Громко переводила приставленная к иностранцу синхронная переводчица, красивая, распутная, как ведьма, перетолмачивала на русский, вторила, кричала пронзительно и восторженно:
– Бравобес! Бравобес!
И снова под трагический вздох и вопль зала уходил Бубенцов за кулисы. Стелилась за ним, едва поспевая, накидка горностаевая, взмывая иногда шёлковой подкладкой, где по синему фону раскиданы были золотые звёзды. А сумка-то! Куда она девалась? Кто успел вытащить её из бесчувственных пальцев?
За кулисами встречал Шлягер, весь сияющий, замасленный, шальной, с пьяными, бессмысленными глазами. Оскаленные зубы, крупные капли пота на висках. Вложил в ладонь Бубенцова плотный, влажный конверт, шепнул:
– Гонорар ваш. Аккордно…
Адольф, весь расслабленный, дрожащей от счастья рукою поворачивал Бубенцова вокруг оси, легонько подталкивал, снова направлял туда, на сцену. Сваливалась тиара с бубенцами под ноги, но всякий раз Шлягер подхватывал её, нахлобучивал поглубже на пылающие уши Бубенцова.

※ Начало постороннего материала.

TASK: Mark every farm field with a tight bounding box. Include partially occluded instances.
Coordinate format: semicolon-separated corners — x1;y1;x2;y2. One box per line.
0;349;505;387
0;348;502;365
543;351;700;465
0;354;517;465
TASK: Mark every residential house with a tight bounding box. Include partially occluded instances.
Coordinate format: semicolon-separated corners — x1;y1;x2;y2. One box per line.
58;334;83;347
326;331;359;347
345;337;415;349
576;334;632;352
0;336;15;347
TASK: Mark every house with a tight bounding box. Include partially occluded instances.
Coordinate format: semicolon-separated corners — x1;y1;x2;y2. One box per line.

Поток успеха и славы вырывался из зала, бушевал вокруг, ревел, буквально сносил Ерошку с ног. «Браво, бес!» И никогда, слышите ли вы, никогда в театр не приносили столько цветов! Это тоже было необъяснимо, непонятно. Впрочем, не было времени задумываться! К ногам Бубенцова сыпались розы, астры, гвоздики, георгины. А то, что отскакивало от него и разлеталось по сторонам, торопливо подбирали все прочие артисты, которых Ерошка уже едва различал, ослепший от неожиданной славы.

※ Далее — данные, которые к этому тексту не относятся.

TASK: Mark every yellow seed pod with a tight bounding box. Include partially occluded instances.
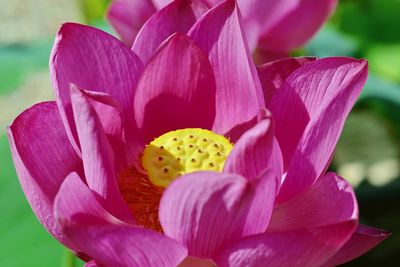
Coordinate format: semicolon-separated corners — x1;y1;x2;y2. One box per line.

Выходя к авансцене, Бубенцов уже не так открыто выставлял своё лицо, а предусмотрительно приподнимал локоть, немного загораживаясь, как будто ему мешал свет. Понял уже, что именно в его пылающую рожу целились метатели букетов. Среди этих озорников два-три лица в толпе показались знакомыми. Как будто даже различил среди этих лиц совсем свежие. Уж не ночные ли собеседницы Настя и Горпина привиделись ему? Но тяжело было разобрать и вполне удостовериться. Всё мелькало, вспыхивало, гасло, гудело, махало руками, топало, визжало от восторга. Всё сливалось в пёструю карусель, в праздничный калейдоскоп, в развесёлый пляс и хаос, в краковяк и бравобес.
Вот вновь высунулась из хаоса чья-то рука, размахнулась и метнула на сцену тяжёлый букет роз. Да ловко как метнула! Опаснее, чем заточенные карандаши, оказались стебли цветов. Ударил букет острым комлем в лоб, сшибая жестяную корону. Искры брызнули из глаз Бубенцова, прибавляя празднику огней и света. Бросился подбирать слетевшую свою тиару, а та покатилась к самому краю сцены. И тут другая рука высунулась из развесёлого хаоса. Подхватила тиару, швырнула в Бубенцова. Да так умело, что едва-едва успел он подставить локоть, защитить лицо своё ватным рукавом кафтана.